Mulae-dong in Yeongdeungpo District, southwestern Seoul, once flourished as the capital’s ironworks as Korea rapidly industrialized between the 1960s and 1980s. As industry declined, businesses went bust or left town and money-stricken artists started moving in starting in the 1990s in search of cheaper rents.

Mulae Art Village, now home to nearly 300 artists and 1,300 small metal-processing companies, was visited Friday by President Park Geun-hye as she celebrated the opening of a center specially designed to support businesses with fewer than 10 employees.

No president has ever paid a visit to the ironworks district in the past 50 years, according to the Blue House.

The president said that Mulae District, where “industry and culture already coexist,” is a nice example of her signature “creative economy” ambitions.

“When the best skills of Mulae’s business operators and the sense of beauty of artists here meet, quality products carrying the ‘Mulae’ label could be born,” she said.

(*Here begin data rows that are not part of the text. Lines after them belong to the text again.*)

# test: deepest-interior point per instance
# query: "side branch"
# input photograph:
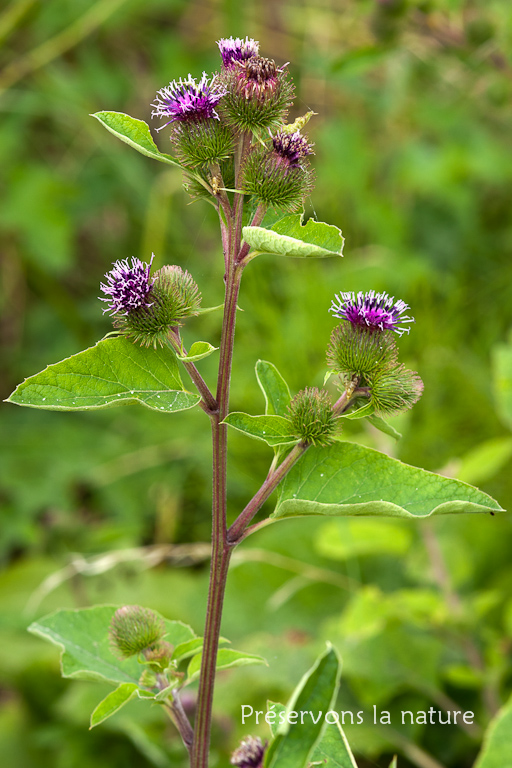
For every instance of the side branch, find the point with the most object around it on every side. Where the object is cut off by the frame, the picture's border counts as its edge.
(236, 531)
(208, 403)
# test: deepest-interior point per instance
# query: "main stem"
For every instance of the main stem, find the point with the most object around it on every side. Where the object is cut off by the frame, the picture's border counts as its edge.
(221, 548)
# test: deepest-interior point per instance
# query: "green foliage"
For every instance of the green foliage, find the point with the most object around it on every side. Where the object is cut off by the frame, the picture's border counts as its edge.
(290, 237)
(198, 351)
(496, 750)
(114, 372)
(274, 387)
(349, 479)
(412, 161)
(114, 702)
(294, 741)
(83, 636)
(135, 133)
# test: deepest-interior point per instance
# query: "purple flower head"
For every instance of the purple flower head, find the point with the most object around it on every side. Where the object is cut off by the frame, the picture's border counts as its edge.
(186, 100)
(249, 754)
(291, 147)
(373, 310)
(236, 49)
(128, 288)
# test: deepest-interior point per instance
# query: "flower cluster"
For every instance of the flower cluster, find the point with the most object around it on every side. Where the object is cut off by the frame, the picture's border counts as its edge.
(374, 310)
(128, 288)
(186, 100)
(145, 308)
(235, 50)
(363, 350)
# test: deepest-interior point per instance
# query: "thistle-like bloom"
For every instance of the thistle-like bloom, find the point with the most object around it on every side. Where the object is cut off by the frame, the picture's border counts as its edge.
(188, 101)
(236, 49)
(291, 147)
(373, 310)
(249, 754)
(128, 288)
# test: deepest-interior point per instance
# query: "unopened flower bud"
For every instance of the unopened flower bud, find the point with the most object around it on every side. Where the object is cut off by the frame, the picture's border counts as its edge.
(250, 753)
(258, 94)
(394, 389)
(312, 416)
(134, 629)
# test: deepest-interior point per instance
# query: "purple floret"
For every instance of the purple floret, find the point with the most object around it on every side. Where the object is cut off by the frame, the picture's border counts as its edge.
(292, 147)
(373, 310)
(127, 288)
(186, 100)
(235, 49)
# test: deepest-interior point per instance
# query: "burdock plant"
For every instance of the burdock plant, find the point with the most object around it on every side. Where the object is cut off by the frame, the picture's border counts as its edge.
(228, 133)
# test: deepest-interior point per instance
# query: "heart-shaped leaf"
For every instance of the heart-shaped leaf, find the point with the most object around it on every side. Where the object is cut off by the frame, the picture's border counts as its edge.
(134, 132)
(296, 738)
(349, 479)
(289, 237)
(114, 702)
(83, 637)
(113, 372)
(197, 351)
(274, 387)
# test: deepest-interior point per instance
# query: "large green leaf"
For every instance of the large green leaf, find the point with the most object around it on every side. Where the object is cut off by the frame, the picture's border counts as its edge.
(497, 748)
(83, 636)
(113, 372)
(114, 702)
(134, 132)
(273, 430)
(295, 741)
(274, 387)
(332, 751)
(226, 658)
(198, 351)
(289, 237)
(349, 479)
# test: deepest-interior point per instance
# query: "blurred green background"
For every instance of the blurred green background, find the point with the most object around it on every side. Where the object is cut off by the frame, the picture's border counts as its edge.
(413, 143)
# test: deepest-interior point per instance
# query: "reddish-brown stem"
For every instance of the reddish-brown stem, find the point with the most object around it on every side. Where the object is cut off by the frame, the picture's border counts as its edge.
(208, 401)
(244, 518)
(221, 549)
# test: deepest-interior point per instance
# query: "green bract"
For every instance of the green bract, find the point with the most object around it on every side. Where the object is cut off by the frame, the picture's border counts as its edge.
(134, 629)
(174, 296)
(258, 95)
(203, 142)
(272, 183)
(355, 350)
(312, 416)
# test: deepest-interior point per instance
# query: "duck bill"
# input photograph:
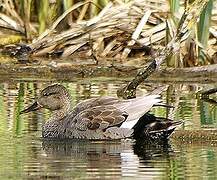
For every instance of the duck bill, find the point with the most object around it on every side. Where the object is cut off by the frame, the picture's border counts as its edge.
(34, 107)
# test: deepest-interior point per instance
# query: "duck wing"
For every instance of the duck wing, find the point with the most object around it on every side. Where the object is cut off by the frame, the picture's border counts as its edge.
(99, 117)
(93, 102)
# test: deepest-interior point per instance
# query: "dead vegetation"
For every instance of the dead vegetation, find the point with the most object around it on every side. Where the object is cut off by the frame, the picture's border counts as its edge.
(119, 31)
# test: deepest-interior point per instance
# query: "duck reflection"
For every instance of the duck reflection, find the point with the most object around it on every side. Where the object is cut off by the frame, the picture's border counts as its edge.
(102, 159)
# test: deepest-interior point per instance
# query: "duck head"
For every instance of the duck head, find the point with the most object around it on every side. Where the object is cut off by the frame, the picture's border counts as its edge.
(55, 98)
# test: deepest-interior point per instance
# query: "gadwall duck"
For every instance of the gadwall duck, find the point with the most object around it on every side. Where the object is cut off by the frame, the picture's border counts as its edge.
(99, 118)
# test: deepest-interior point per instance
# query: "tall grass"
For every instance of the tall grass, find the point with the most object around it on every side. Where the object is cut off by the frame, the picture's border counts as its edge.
(203, 31)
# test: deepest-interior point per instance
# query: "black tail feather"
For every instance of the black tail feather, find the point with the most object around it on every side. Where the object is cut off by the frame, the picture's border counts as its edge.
(150, 127)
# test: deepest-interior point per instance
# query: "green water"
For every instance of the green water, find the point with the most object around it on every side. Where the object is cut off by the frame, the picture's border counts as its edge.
(24, 155)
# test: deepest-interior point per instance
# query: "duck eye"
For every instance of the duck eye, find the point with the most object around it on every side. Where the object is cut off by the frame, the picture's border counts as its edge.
(48, 94)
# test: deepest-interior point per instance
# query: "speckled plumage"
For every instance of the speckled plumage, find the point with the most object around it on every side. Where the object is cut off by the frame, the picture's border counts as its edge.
(96, 118)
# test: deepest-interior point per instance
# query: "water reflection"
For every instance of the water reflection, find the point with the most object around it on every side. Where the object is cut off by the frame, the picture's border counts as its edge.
(25, 156)
(108, 159)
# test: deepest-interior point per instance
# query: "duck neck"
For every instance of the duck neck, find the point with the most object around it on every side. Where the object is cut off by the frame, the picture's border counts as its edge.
(61, 113)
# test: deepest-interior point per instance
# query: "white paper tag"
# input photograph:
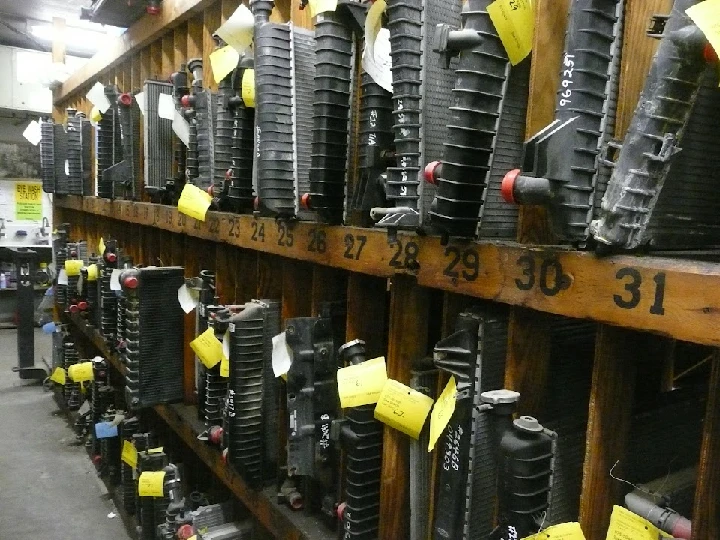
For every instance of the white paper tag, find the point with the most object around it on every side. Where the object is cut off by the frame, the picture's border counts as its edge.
(97, 97)
(85, 407)
(282, 355)
(140, 98)
(226, 344)
(238, 29)
(115, 280)
(376, 59)
(181, 128)
(188, 300)
(166, 107)
(33, 133)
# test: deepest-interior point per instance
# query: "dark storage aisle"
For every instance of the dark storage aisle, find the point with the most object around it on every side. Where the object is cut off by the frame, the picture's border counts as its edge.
(48, 486)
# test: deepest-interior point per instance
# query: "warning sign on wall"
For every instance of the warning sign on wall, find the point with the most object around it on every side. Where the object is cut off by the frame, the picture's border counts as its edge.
(28, 201)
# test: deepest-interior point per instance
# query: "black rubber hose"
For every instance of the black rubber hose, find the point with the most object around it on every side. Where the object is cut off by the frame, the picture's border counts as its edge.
(331, 109)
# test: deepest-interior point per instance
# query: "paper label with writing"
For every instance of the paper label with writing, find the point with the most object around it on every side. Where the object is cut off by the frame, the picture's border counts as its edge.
(362, 384)
(150, 484)
(442, 412)
(403, 408)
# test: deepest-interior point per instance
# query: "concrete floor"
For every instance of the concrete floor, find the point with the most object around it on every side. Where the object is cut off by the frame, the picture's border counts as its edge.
(49, 489)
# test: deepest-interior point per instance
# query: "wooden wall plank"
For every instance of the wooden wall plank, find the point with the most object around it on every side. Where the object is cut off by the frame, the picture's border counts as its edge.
(407, 341)
(610, 414)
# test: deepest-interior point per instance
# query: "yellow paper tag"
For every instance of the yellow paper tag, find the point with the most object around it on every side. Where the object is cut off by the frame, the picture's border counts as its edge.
(514, 21)
(564, 531)
(92, 272)
(81, 372)
(129, 454)
(72, 267)
(442, 412)
(321, 6)
(403, 408)
(248, 87)
(223, 61)
(58, 376)
(624, 525)
(150, 484)
(194, 202)
(207, 348)
(361, 384)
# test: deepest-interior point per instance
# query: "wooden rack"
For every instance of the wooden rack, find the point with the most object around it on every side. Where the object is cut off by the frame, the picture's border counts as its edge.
(403, 295)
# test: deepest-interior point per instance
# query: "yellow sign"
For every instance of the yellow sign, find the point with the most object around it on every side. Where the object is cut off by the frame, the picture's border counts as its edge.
(81, 372)
(58, 376)
(514, 21)
(442, 412)
(707, 17)
(564, 531)
(72, 267)
(207, 348)
(403, 408)
(624, 525)
(194, 202)
(361, 384)
(28, 201)
(92, 272)
(223, 61)
(150, 484)
(321, 6)
(248, 88)
(129, 454)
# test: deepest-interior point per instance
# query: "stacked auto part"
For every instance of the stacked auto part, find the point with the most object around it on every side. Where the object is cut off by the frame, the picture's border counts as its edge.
(250, 424)
(650, 158)
(108, 144)
(158, 140)
(571, 184)
(154, 345)
(362, 438)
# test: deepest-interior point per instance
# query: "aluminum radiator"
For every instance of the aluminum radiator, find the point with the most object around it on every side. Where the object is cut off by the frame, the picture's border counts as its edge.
(155, 324)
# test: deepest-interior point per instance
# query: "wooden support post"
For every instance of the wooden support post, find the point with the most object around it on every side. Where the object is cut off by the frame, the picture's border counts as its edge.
(706, 511)
(610, 415)
(407, 341)
(367, 312)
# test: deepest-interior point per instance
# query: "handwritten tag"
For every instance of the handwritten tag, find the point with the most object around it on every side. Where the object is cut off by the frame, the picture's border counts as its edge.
(150, 484)
(362, 384)
(238, 30)
(81, 372)
(563, 531)
(514, 21)
(248, 88)
(188, 298)
(194, 202)
(223, 61)
(72, 267)
(129, 454)
(403, 408)
(624, 525)
(92, 272)
(105, 430)
(58, 376)
(321, 6)
(207, 348)
(442, 412)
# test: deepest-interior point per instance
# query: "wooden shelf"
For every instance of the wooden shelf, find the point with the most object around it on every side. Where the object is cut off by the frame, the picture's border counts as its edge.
(672, 297)
(278, 519)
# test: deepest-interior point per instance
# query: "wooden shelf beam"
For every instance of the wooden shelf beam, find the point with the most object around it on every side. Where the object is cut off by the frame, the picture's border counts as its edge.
(673, 297)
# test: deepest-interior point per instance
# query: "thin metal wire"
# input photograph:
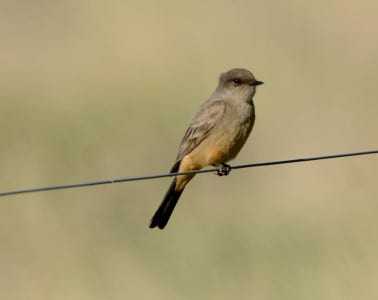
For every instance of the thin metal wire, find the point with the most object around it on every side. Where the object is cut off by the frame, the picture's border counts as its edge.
(252, 165)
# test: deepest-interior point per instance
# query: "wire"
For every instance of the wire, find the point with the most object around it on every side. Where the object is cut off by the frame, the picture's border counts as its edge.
(252, 165)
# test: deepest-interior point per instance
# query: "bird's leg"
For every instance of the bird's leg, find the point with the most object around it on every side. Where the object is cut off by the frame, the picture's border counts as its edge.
(223, 169)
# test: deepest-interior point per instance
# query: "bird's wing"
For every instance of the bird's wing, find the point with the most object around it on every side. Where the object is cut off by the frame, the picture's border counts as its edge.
(201, 126)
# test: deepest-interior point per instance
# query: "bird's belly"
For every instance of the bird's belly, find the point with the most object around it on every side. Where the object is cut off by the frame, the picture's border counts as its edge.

“And if the sales channels are diversified through public supply markets or electronic transactions, the producers could find a new breakthrough beyond simply receiving orders as subcontractors.”

Park further promised that the government would boost aid to 178 small industrial districts similar to Mulae and help them join hands with large companies to improve their business.

Her unusual visit to the area was made possible by Rep. Chun Soon-ok of the main opposition New Politics Alliance for Democracy.

Accompanying the president on her trip to three Central Asian nations in June - the first opposition lawmaker to do so under the Park government - Rep. Chun had a 30-minute private conversation with the president on Air Force One.

Chun explained to the president the ever-challenging business environment for smaller operators and their struggles, and the president accepted her proposal to pay a visit to Mulae District someday to get an example, according to the lawmaker.

The president and the lawmaker have an interesting history. A former laborer in a textile factory, Chun has long represented laborers’ rights, following in the footsteps of her older brother Tae-il, a textile industry worker in Seoul who fatally set fire to himself at the age of 22 in 1970 to publicize the plight of garment industry workers under the government of Park Chung Hee, the president’s father, which severely clamped down on the labor movement.

The incumbent president attempted to visit the Chun Tae-il Foundation during her presidential campaign in 2012, but her entrance was blocked by labor rights activists for what they called her conservative stand on labor rights issues. Among the opponents was Representative Chun.

The president was accompanied to Mulae by Rep. Chun and the ruling Saenuri Party’s Lee Hyun-jae, who has led fund-raising for smaller business operators, as well as eight ironworkers based in the district. All of them sat down at the newly opened support center and exchanged ideas about how to transform and develop the district.